Hybrid measure = ((1/Dolan index)x 20) + (PageRank x0.6) + (log(number of results)x 0.6)

For some reason additive formulas give better results than multiplicative ones.

Using the hybrid measure seems to have removed the surprises (like Peter Jennings) although you might still argue that Oscar Wilde or Jimi Hendrix are much too high. Michael Jackson comes out as bigger than Jesus, but then he is an exceptionally famous person, and he died much more recently than Jesus. Timur (AKA Tamerlane) is a bit of a curiosity.

I considered ignoring Number of Google results because its such a noisy dataset, however it’s the only reason that Jesus appears at all in this list, he gets a very low ranking (4.01) from the Dolan Index. Any formula which brings Jesus out on top (which I think you could make a reasonable case for his deserving, at least over Michael Jackson!), gives all kinds of strage results elsewhere.

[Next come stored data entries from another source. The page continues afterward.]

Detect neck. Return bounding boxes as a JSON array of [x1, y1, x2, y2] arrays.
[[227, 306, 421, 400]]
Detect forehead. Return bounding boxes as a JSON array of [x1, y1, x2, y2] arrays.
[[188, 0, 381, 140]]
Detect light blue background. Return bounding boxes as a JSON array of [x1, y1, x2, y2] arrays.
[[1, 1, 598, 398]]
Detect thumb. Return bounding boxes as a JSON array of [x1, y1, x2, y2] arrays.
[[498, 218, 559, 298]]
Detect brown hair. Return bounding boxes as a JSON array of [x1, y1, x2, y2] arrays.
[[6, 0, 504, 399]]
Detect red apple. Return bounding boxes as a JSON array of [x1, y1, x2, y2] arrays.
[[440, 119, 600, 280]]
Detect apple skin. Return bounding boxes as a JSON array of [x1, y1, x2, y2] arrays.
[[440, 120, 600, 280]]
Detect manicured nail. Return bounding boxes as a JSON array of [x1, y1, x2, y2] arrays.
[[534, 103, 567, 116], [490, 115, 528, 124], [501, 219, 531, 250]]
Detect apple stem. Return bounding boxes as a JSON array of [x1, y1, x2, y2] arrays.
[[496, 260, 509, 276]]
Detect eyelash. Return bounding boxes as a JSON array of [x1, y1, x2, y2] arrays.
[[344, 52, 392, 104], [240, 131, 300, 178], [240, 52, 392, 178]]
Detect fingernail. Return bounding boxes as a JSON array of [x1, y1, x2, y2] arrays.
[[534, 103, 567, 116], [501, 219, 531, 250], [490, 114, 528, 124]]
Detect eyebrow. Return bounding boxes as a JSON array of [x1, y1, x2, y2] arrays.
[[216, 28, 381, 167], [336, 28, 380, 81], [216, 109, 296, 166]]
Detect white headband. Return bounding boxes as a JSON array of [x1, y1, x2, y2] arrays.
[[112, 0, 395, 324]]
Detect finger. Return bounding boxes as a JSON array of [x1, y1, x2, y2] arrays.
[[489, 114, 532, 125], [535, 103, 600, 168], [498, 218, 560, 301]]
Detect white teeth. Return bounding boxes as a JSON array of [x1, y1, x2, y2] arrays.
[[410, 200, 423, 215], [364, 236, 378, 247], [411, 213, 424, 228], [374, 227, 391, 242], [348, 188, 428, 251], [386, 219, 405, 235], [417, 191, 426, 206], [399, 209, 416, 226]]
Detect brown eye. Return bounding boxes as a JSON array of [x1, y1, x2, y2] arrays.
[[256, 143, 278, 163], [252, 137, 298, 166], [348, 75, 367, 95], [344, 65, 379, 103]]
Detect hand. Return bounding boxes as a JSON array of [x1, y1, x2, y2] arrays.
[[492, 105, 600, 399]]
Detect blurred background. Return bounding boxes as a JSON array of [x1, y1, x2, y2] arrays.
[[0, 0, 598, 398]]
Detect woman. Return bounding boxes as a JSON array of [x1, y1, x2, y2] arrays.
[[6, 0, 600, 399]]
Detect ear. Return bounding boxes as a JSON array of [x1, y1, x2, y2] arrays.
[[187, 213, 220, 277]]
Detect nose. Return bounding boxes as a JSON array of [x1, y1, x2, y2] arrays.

I am a bit suspicious of "number of google results" metric. In addition to volatility Number of results fails to take into account that occurrences of words such as "Newtonian" should probably count towards Newton's ranking, but that people called David Mitchell will benefit artificially from the fact that at least two famous people share the name.

Any further investigation would have to consider what made a person ‘important’ – would it simply be how prominent they are in the minds of people (Michael Jackson and Jimi Hendrix) or would it reflect how influential they were (Charles Darwin for example, or the notably absent Karl Marx)?

I love the idea that the web reflects the collective conciousness, a kind of super-brain aggregation of human knowlege.

Just this week the idea of reflecting the whole of reality in one enormous computer system was promoted by Dirk Helbing, although my formula doesn't rate him as very important, so I'm unsure as to how seriously to take this.